Será que Sartre é sincero quando em 1962 diz que “não mudou nem sequer por um instante” como se fosse uma infâmia mudar? Mas há mais. Benny Lévy, seu secretário, pouco tempo antes da morte de Sartre, em 15 de abril de 1980, recolhe a entrevista testamento disponível em Mimesis com o título do estrato“La speranza oggi” (Ver aqui) em que o diálogo gira à volta de possíveis mudanças no pensamento de Sartre, com Lévy a argumentar que mudou e ele a negar. Apesar de um certa reação à alegada mudança em Sartre, Massimo Recalcati aduz que a palavra esperança é alheia ao uso sartriano (Ver aqui). Mas parece que Sartre terá mesmo defendido na entrevista que a esperança e a fraternidade são relações primárias do homem. O título é mesmo: “Há esperança! Assim Sartre mudou de ideia”. E pergunta-se: trata-se de uma abjuração”? Como se tornou possível que Sartre que defendia que “o inferno são os outros”, agora diga: “O que é necessário para uma moral é ampliar a ideia de fraternidade até que ela se torne a relação única e evidente entre todos os homens”. Parece citação do Papa Francisco!

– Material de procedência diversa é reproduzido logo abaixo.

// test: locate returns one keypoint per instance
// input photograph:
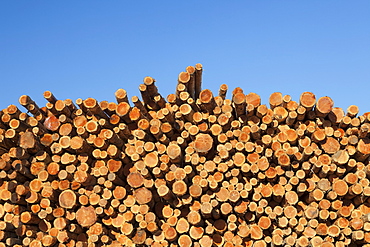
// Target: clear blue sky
(81, 49)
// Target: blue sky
(81, 49)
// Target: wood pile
(191, 169)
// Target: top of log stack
(191, 169)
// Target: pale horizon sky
(81, 49)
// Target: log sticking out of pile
(194, 169)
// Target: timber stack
(190, 169)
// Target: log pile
(191, 169)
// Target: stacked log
(191, 169)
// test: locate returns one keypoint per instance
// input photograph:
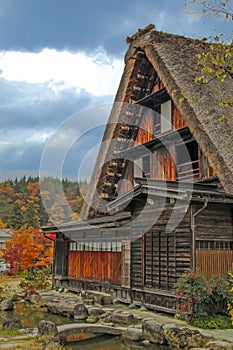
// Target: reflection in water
(30, 315)
(106, 342)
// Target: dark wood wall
(214, 239)
(159, 258)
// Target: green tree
(30, 216)
(217, 60)
(16, 218)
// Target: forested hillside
(21, 203)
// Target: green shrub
(198, 297)
(36, 278)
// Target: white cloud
(97, 73)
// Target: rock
(89, 301)
(133, 306)
(33, 298)
(18, 296)
(153, 331)
(92, 319)
(23, 331)
(183, 337)
(59, 308)
(145, 342)
(123, 318)
(80, 312)
(134, 334)
(220, 345)
(13, 323)
(99, 297)
(7, 305)
(47, 328)
(96, 311)
(143, 308)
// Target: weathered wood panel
(160, 257)
(97, 266)
(214, 223)
(214, 262)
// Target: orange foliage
(28, 248)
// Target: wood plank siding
(214, 239)
(159, 258)
(214, 262)
(95, 266)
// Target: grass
(214, 322)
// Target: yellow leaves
(2, 225)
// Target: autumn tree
(16, 218)
(28, 248)
(30, 216)
(217, 60)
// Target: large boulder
(153, 331)
(123, 318)
(47, 328)
(7, 305)
(133, 333)
(96, 311)
(98, 297)
(14, 323)
(80, 312)
(33, 298)
(219, 345)
(63, 309)
(183, 337)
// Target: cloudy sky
(58, 58)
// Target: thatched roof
(174, 58)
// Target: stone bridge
(75, 328)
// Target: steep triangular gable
(153, 62)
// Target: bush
(36, 278)
(199, 297)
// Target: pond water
(103, 342)
(30, 316)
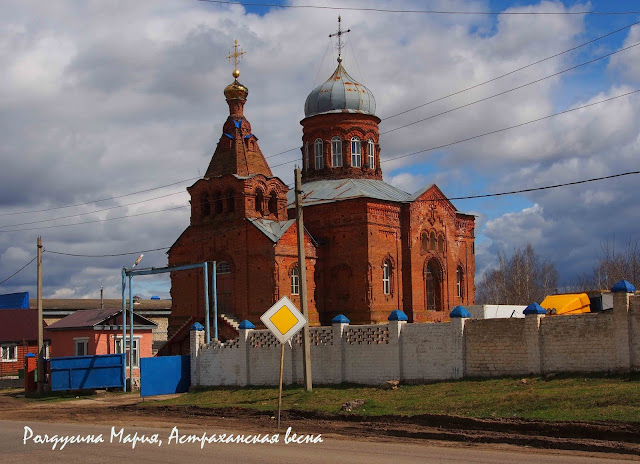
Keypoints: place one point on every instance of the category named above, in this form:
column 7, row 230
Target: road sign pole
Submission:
column 280, row 388
column 302, row 272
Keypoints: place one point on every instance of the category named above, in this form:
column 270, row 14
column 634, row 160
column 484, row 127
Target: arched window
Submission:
column 371, row 151
column 459, row 282
column 259, row 200
column 317, row 149
column 424, row 242
column 386, row 277
column 306, row 156
column 218, row 203
column 231, row 201
column 273, row 203
column 336, row 152
column 295, row 281
column 223, row 267
column 356, row 152
column 205, row 205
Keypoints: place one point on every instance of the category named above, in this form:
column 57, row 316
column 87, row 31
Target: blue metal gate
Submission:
column 82, row 372
column 163, row 375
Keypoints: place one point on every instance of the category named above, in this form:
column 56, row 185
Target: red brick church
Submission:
column 370, row 247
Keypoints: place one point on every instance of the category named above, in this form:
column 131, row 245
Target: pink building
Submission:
column 99, row 331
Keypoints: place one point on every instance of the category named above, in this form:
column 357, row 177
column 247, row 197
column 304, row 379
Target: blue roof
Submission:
column 460, row 311
column 623, row 286
column 534, row 308
column 14, row 300
column 397, row 315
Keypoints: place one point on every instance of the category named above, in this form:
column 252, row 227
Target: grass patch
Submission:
column 593, row 398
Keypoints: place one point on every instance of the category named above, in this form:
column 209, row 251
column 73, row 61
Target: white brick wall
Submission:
column 371, row 354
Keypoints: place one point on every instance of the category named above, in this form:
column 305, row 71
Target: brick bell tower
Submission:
column 340, row 137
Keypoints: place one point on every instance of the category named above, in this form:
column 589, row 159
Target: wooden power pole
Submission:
column 40, row 362
column 302, row 271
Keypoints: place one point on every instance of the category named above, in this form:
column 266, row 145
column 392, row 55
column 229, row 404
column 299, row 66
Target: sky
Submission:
column 101, row 100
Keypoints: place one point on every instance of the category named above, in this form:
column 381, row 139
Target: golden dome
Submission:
column 236, row 91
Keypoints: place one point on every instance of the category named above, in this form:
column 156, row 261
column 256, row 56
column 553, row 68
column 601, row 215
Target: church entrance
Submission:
column 433, row 284
column 224, row 285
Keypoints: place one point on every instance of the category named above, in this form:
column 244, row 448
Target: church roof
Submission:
column 274, row 230
column 339, row 93
column 329, row 191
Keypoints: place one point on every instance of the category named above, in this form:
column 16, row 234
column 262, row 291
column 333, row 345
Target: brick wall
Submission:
column 371, row 354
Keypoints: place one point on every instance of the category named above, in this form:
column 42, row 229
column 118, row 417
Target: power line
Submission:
column 493, row 132
column 511, row 90
column 103, row 199
column 440, row 12
column 19, row 270
column 511, row 72
column 106, row 256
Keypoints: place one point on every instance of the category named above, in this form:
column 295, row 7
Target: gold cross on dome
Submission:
column 235, row 56
column 339, row 35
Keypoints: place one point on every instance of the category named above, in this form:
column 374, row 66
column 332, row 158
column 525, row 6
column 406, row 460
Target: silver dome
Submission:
column 341, row 92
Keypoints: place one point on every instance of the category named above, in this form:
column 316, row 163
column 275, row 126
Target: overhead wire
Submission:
column 510, row 90
column 438, row 12
column 18, row 271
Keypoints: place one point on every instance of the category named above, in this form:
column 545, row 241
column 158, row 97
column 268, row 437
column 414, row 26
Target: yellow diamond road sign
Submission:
column 283, row 319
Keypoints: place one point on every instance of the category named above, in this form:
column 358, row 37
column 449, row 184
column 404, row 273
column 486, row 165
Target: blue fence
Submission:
column 80, row 372
column 164, row 375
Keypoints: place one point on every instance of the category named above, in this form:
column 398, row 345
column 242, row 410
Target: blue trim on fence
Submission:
column 85, row 372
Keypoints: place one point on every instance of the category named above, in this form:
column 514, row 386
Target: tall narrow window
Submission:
column 356, row 152
column 306, row 156
column 295, row 281
column 259, row 201
column 386, row 278
column 336, row 152
column 371, row 151
column 317, row 148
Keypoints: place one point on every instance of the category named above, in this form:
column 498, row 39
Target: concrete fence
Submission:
column 370, row 354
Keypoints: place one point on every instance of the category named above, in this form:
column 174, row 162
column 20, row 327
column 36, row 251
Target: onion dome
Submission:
column 235, row 90
column 340, row 93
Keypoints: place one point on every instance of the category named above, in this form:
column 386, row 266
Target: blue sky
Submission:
column 87, row 114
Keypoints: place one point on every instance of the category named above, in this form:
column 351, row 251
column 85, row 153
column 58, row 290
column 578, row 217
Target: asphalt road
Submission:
column 331, row 450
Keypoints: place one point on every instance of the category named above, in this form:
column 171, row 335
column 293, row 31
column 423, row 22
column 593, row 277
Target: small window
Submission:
column 273, row 203
column 295, row 281
column 81, row 346
column 9, row 353
column 372, row 155
column 424, row 242
column 336, row 152
column 231, row 201
column 356, row 152
column 205, row 205
column 306, row 156
column 386, row 278
column 459, row 282
column 136, row 351
column 223, row 267
column 317, row 148
column 259, row 200
column 219, row 204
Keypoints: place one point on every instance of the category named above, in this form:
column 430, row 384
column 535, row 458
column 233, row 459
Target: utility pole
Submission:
column 40, row 363
column 302, row 271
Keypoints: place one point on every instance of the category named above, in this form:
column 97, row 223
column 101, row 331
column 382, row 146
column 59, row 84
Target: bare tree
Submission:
column 522, row 278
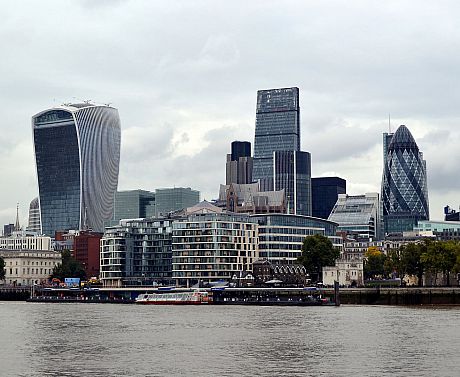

Talvez eu não tenha assimilado bem, mas pergunto-me se a Jean-Paul Sartre não reteve sementes mentais da experiência de cativeiro desse Natal de 1940 passado no campo nazi e da criação genial da sua peça “Bariona”, apesar de alegar que foi um faz de conta cristão para responder aos capelães do campo de concentração? Numa carta a Simone Beauvoir saboreia e surpreende-se de o seu “Mistério de Natal” ter feito chorar alguns dos atores; e Bernard-Henry Levy testemunha que desde essa experiência Sartre terá voltado as costas à bela metafisica pessimista. E o Pe. Marius Perrin, capelão da campo, acrescenta que “os homens de Bariona correm talvez para a sua morte (…) para que a esperança dos homens livres não seja assassinada”. Em 1980, enfermo, Sartre escreveu: “O desespero retorna para me tentar (….) O mundo parece feio, mau e sem esperança. Não, esse é o grito de desespero de um homem velho que vai morrer em desespero. Mas é justamente a isso que eu resisto. Sei que vou morrer na esperança. Mas sei que a esperança precisa de uma base”. E ele conhecia essa base: o Menino de Belém.